Updated: Mar 8,2017 7:13 AM

Streamlining administration has been one of Premier Li Keqiang’s buzzwords since he handed down the annual work report three years ago.

“To see that businesses and public benefit more from our reforms to streamline administration, delegate powers, and improve regulation and services, we must cut red tape, level the playing field, and provide greater convenience, and remove that last crucial hurdle,” Premier Li stressed while delivering this year’s government work report on March 5.

He has described the process as self-imposed reform of the government.

“The reform is about curbing government power, which will require real sacrifice and will be painful, and the new government is determined to make the sacrifice,” he said at a press conference after the national legislative session closed in 2013.

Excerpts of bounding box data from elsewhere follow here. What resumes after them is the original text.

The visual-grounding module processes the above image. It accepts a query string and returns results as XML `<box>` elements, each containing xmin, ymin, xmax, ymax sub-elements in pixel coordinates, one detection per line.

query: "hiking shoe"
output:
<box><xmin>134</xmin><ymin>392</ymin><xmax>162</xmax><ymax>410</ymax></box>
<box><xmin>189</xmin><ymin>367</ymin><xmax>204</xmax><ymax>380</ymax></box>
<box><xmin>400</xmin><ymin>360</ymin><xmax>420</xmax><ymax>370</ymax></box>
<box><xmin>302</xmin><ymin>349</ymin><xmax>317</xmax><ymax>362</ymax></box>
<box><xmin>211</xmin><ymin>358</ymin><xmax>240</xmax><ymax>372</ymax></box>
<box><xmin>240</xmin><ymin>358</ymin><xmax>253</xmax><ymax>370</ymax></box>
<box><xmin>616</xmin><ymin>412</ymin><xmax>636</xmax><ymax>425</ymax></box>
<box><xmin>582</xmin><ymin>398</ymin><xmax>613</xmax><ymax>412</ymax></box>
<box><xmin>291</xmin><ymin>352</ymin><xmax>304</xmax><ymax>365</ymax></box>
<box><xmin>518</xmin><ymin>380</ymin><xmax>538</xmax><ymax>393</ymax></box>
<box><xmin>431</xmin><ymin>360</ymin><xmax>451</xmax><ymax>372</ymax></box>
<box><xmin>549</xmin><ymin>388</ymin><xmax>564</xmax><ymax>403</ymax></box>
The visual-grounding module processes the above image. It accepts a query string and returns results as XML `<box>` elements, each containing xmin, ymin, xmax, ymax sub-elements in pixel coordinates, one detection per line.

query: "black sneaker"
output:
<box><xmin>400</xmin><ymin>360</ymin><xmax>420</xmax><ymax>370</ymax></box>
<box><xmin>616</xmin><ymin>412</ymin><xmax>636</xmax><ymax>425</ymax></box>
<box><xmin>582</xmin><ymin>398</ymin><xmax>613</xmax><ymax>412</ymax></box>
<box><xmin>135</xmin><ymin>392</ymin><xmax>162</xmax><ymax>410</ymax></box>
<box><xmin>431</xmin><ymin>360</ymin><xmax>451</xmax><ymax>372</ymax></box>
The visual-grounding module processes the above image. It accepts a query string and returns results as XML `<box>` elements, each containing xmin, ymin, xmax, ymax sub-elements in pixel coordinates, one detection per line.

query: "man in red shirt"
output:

The Premier promised then that the Chinese government would cut the existing 1,700 administrative approval items by at least one third in the coming five years.

To that end, the Premier has made continuous efforts over the years in cutting bureaucracy, speeding up the transformation of government functions and providing more conveniences for people.

At a meeting about simplifying administrative procedures and delegating power on Nov 21 in Shanghai, Premier Li asked grassroots government departments to think of the common people when carrying out bureaucratic tasks, and urged them to conduct win-win interactions with the public.

As a result of his efforts, two popular unlicensed restaurants, A Da Scallion Pancake Shop and a family wonton shop in Shanghai, which had been closed since August 2015, were reopened.

A private bookstore run by a young man which was shut down due to the complicated administrative approvals, as well as taxes and fees charged by various departments, was also reopened.

Since 2013, the State Council has abolished 491 items that previously required administrative approval, and delegated 127 items of approval to lower levels.

In addition to policies to facilitate a bigger role for the market, as stated by the previous government report, this year’s report also emphasized reducing government discretion and more independent market selection.

“We should let more enterprises and people benefit from the achievement of the reform of streamlining administrative approvals, delegating power to lower governments and improving services,” the Premier said, urging authorities to continue to overcome the last hurdle.